Winding up is the process of dissolving a company. While winding up, a company ceases to do business as usual. Its sole purpose is to sell off stock, pay off creditors, and distribute any remaining assets to partners or shareholders.
Who Cannot apply for winding up of a company?
Any creditor or creditors of the company may present a petition to the Court for winding up, alleging that the company is unable to pay the debts of the creditor in the manner specified in section 433 or 434.
Can a company be wound up by Nclt?
Under Companies Act, 2020 a Company may be wound up by the tribunal under Section 272 of Companies Act, 2013. On Companies (amendment) Act, 2002 NCLT and NCLAT were formed.
Can you wind up a company?
Winding up a company. Liquidating a company is also called winding up a company. The process is different depending on whether it’s solvent or insolvent. During business liquidation, a company’s assets will be used to pay off its debts and leftover money will go to the shareholders.
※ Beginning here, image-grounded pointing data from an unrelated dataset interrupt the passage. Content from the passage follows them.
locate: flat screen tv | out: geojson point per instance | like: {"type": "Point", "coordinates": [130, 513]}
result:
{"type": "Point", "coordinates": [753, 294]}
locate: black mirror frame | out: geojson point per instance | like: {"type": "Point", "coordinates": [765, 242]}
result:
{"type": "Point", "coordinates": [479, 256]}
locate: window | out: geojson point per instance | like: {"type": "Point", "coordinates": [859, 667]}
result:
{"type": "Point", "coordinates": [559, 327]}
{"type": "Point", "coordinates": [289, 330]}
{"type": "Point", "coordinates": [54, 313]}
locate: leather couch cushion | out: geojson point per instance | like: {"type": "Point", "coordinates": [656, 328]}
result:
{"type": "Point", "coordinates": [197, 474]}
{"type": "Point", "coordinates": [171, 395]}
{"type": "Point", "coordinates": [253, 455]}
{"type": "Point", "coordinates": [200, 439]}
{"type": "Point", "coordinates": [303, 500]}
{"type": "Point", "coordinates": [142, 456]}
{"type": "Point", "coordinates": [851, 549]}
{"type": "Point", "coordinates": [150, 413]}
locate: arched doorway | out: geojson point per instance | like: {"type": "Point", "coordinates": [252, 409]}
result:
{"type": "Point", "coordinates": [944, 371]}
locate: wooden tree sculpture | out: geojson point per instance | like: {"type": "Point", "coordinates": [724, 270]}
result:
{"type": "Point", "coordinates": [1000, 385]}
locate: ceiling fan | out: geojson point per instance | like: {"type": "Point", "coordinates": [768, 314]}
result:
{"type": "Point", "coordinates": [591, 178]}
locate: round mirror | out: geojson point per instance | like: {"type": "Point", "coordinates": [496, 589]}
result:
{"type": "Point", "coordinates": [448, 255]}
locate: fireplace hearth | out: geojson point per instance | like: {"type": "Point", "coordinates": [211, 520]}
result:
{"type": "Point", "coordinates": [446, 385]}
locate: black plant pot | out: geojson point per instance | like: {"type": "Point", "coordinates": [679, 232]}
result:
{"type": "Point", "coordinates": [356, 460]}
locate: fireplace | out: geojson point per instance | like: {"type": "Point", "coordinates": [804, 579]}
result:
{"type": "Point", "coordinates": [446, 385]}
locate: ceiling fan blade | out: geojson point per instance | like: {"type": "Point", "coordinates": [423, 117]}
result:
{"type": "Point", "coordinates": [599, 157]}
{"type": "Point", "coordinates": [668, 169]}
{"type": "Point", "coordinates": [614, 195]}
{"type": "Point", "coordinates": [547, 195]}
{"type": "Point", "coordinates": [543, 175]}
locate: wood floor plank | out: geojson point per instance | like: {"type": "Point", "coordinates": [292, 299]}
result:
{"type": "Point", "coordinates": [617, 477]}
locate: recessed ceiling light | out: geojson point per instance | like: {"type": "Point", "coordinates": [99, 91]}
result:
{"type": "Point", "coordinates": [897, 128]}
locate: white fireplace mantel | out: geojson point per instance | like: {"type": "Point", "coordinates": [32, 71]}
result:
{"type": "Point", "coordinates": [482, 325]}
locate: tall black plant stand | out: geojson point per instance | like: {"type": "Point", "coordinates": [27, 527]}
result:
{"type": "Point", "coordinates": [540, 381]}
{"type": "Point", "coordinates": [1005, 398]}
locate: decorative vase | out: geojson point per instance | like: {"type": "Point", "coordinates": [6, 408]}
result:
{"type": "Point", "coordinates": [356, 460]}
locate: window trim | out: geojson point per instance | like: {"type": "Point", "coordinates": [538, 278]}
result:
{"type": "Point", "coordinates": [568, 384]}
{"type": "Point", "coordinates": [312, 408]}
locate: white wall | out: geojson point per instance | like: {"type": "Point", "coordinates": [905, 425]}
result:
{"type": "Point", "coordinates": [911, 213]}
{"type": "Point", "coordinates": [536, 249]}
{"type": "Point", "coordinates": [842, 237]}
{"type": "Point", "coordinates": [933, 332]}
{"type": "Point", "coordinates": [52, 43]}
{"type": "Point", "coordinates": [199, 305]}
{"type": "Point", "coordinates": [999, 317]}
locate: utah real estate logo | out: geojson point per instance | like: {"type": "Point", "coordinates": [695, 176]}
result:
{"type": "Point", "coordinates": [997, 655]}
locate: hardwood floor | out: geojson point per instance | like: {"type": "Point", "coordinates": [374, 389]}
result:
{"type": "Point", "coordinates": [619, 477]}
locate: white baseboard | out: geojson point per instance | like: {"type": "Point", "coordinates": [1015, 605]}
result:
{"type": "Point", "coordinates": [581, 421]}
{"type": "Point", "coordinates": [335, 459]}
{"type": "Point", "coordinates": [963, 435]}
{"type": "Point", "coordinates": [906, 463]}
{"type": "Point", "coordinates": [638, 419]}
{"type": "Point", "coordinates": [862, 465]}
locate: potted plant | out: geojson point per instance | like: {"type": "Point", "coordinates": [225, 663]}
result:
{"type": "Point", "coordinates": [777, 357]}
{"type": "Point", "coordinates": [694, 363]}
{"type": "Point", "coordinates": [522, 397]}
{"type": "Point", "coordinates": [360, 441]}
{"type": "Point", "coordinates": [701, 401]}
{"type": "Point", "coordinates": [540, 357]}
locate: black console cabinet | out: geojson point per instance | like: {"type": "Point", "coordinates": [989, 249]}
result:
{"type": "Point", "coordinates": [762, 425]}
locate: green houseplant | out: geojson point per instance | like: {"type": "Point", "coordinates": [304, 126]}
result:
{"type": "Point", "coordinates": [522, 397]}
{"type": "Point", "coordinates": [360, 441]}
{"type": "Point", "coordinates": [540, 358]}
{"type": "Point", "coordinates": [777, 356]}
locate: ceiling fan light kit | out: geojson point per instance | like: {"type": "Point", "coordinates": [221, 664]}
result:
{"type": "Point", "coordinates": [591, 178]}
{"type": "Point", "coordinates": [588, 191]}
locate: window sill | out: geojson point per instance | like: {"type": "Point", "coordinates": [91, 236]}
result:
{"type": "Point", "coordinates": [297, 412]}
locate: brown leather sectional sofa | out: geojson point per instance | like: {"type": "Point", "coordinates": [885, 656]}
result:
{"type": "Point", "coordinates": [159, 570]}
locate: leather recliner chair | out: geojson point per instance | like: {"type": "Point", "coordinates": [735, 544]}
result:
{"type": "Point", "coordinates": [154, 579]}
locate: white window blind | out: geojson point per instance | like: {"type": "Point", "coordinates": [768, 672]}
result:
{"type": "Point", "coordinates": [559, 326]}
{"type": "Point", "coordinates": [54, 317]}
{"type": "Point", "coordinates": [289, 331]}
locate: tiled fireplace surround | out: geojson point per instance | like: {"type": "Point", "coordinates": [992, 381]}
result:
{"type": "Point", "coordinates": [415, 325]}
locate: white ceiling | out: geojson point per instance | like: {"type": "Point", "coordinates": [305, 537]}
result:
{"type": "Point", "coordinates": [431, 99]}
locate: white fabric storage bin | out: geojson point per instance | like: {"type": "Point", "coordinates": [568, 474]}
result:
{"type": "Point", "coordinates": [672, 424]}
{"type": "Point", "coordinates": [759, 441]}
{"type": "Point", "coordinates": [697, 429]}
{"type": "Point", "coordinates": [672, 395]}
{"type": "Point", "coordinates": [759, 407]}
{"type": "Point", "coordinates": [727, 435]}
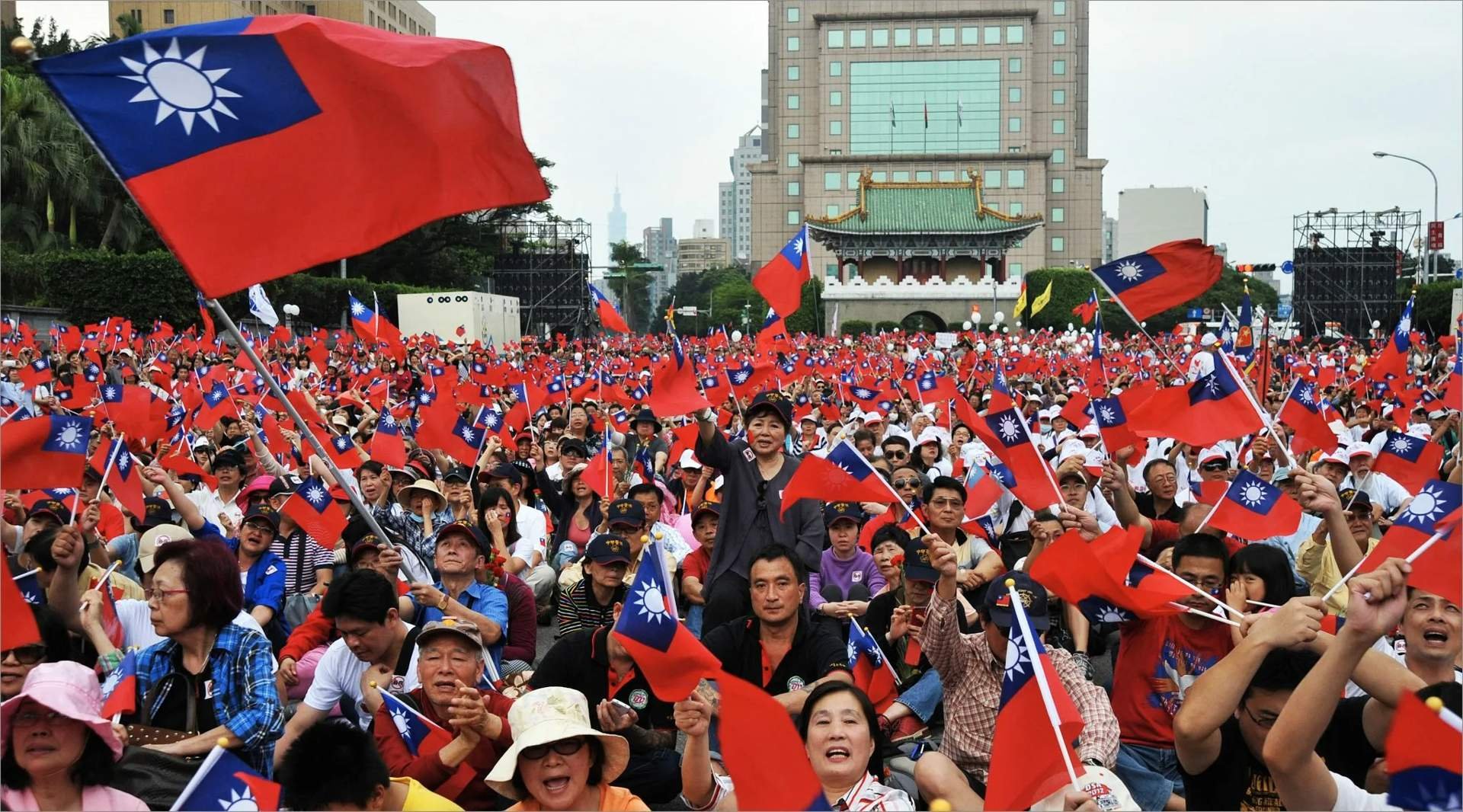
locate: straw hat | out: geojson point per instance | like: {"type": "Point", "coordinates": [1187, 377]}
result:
{"type": "Point", "coordinates": [424, 486]}
{"type": "Point", "coordinates": [546, 716]}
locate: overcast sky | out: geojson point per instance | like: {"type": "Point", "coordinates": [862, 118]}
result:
{"type": "Point", "coordinates": [1273, 107]}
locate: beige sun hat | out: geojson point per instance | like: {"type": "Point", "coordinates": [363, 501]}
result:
{"type": "Point", "coordinates": [421, 484]}
{"type": "Point", "coordinates": [546, 716]}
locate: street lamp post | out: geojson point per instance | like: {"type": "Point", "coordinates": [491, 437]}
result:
{"type": "Point", "coordinates": [1433, 255]}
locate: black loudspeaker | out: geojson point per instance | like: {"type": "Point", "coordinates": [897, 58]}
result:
{"type": "Point", "coordinates": [1351, 287]}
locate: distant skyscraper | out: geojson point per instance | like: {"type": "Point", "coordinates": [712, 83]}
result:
{"type": "Point", "coordinates": [616, 217]}
{"type": "Point", "coordinates": [735, 198]}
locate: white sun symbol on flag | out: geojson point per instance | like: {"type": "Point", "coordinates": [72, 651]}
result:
{"type": "Point", "coordinates": [71, 436]}
{"type": "Point", "coordinates": [1424, 508]}
{"type": "Point", "coordinates": [1008, 429]}
{"type": "Point", "coordinates": [1253, 495]}
{"type": "Point", "coordinates": [245, 802]}
{"type": "Point", "coordinates": [1128, 271]}
{"type": "Point", "coordinates": [653, 603]}
{"type": "Point", "coordinates": [181, 85]}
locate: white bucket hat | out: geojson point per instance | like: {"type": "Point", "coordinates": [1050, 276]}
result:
{"type": "Point", "coordinates": [546, 716]}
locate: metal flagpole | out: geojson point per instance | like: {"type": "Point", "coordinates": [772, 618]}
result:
{"type": "Point", "coordinates": [408, 564]}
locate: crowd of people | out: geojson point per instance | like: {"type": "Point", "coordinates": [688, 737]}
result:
{"type": "Point", "coordinates": [479, 589]}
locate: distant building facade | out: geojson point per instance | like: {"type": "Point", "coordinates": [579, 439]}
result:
{"type": "Point", "coordinates": [1156, 216]}
{"type": "Point", "coordinates": [399, 17]}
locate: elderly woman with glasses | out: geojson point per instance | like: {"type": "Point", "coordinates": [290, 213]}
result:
{"type": "Point", "coordinates": [208, 678]}
{"type": "Point", "coordinates": [755, 470]}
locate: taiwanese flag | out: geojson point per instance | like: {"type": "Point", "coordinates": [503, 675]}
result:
{"type": "Point", "coordinates": [1437, 570]}
{"type": "Point", "coordinates": [782, 280]}
{"type": "Point", "coordinates": [671, 657]}
{"type": "Point", "coordinates": [120, 691]}
{"type": "Point", "coordinates": [871, 670]}
{"type": "Point", "coordinates": [843, 476]}
{"type": "Point", "coordinates": [217, 404]}
{"type": "Point", "coordinates": [224, 782]}
{"type": "Point", "coordinates": [1393, 359]}
{"type": "Point", "coordinates": [1254, 510]}
{"type": "Point", "coordinates": [1026, 756]}
{"type": "Point", "coordinates": [1412, 461]}
{"type": "Point", "coordinates": [17, 621]}
{"type": "Point", "coordinates": [1112, 424]}
{"type": "Point", "coordinates": [343, 452]}
{"type": "Point", "coordinates": [763, 751]}
{"type": "Point", "coordinates": [1424, 751]}
{"type": "Point", "coordinates": [1159, 278]}
{"type": "Point", "coordinates": [114, 462]}
{"type": "Point", "coordinates": [1208, 410]}
{"type": "Point", "coordinates": [312, 508]}
{"type": "Point", "coordinates": [44, 451]}
{"type": "Point", "coordinates": [36, 373]}
{"type": "Point", "coordinates": [1302, 413]}
{"type": "Point", "coordinates": [297, 100]}
{"type": "Point", "coordinates": [1008, 438]}
{"type": "Point", "coordinates": [1087, 309]}
{"type": "Point", "coordinates": [386, 445]}
{"type": "Point", "coordinates": [1105, 578]}
{"type": "Point", "coordinates": [609, 315]}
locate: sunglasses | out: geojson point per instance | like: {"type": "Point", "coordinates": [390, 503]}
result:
{"type": "Point", "coordinates": [564, 746]}
{"type": "Point", "coordinates": [25, 654]}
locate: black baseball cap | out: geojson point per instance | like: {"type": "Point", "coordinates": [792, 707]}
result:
{"type": "Point", "coordinates": [626, 511]}
{"type": "Point", "coordinates": [917, 565]}
{"type": "Point", "coordinates": [1032, 594]}
{"type": "Point", "coordinates": [607, 548]}
{"type": "Point", "coordinates": [774, 401]}
{"type": "Point", "coordinates": [836, 511]}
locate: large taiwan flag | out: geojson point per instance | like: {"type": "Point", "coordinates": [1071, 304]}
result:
{"type": "Point", "coordinates": [1159, 278]}
{"type": "Point", "coordinates": [782, 280]}
{"type": "Point", "coordinates": [245, 139]}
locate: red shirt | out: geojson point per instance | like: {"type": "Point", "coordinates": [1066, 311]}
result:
{"type": "Point", "coordinates": [695, 565]}
{"type": "Point", "coordinates": [1157, 660]}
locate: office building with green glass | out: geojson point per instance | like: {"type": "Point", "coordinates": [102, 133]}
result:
{"type": "Point", "coordinates": [871, 94]}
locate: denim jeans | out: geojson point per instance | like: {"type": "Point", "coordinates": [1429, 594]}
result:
{"type": "Point", "coordinates": [1151, 773]}
{"type": "Point", "coordinates": [924, 697]}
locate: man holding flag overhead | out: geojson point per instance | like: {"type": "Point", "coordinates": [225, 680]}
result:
{"type": "Point", "coordinates": [972, 673]}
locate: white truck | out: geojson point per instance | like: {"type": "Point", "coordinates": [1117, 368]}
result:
{"type": "Point", "coordinates": [483, 316]}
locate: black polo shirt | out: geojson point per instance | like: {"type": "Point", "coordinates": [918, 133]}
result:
{"type": "Point", "coordinates": [812, 656]}
{"type": "Point", "coordinates": [581, 660]}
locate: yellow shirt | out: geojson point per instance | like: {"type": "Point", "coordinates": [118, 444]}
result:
{"type": "Point", "coordinates": [1316, 562]}
{"type": "Point", "coordinates": [421, 799]}
{"type": "Point", "coordinates": [612, 799]}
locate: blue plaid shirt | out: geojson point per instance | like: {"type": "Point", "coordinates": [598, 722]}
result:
{"type": "Point", "coordinates": [245, 699]}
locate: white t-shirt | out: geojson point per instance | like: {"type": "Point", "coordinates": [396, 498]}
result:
{"type": "Point", "coordinates": [338, 676]}
{"type": "Point", "coordinates": [138, 632]}
{"type": "Point", "coordinates": [1351, 796]}
{"type": "Point", "coordinates": [533, 535]}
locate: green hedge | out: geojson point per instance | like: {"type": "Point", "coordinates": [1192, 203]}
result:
{"type": "Point", "coordinates": [90, 286]}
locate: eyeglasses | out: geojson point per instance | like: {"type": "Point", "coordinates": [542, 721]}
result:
{"type": "Point", "coordinates": [564, 746]}
{"type": "Point", "coordinates": [31, 719]}
{"type": "Point", "coordinates": [1267, 721]}
{"type": "Point", "coordinates": [25, 654]}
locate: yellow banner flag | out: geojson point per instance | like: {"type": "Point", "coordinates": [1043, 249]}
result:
{"type": "Point", "coordinates": [1041, 302]}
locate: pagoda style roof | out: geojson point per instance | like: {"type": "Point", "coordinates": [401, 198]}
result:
{"type": "Point", "coordinates": [922, 208]}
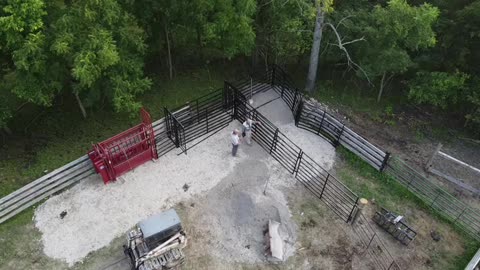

Can a receiver wind up a company?
Receivership does not affect the legal existence of the company. The directors continue to hold office, but their powers depend on the powers of the receiver and the extent of the assets over which the receiver is appointed.
If there has been a breakdown in mutual trust and confidence which is impeding the management of a company, a shareholder may petition to have the company wound up.
What is company resolution?
Definition of a Company Resolution
Resolutions are written document or statement that records a decision or action discussed and approved during an annual general meeting (AGM) or extraordinary general meeting (EGM).
What is resolution under Companies Act 2013?
As per the provisions of Section 114 (1) of the Companies Act 2013, “A resolution shall be an ordinary resolution if the notice required under this Act has been duly given and it is required to be passed by the votes cast, whether on a show of hands, or electronically or on a poll, as the case may be, in favor of the …
What are the types of resolution?
What are the different Kinds of Resolutions?
- Ordinary Resolution : An ordinary resolution is one which can be passed by a simple majority. …
- Special Resolution : …
- Resolution requiring Special Notice : …
- Circulation of Member’s Resolution. …
- Registration of Resolutions and Agreements.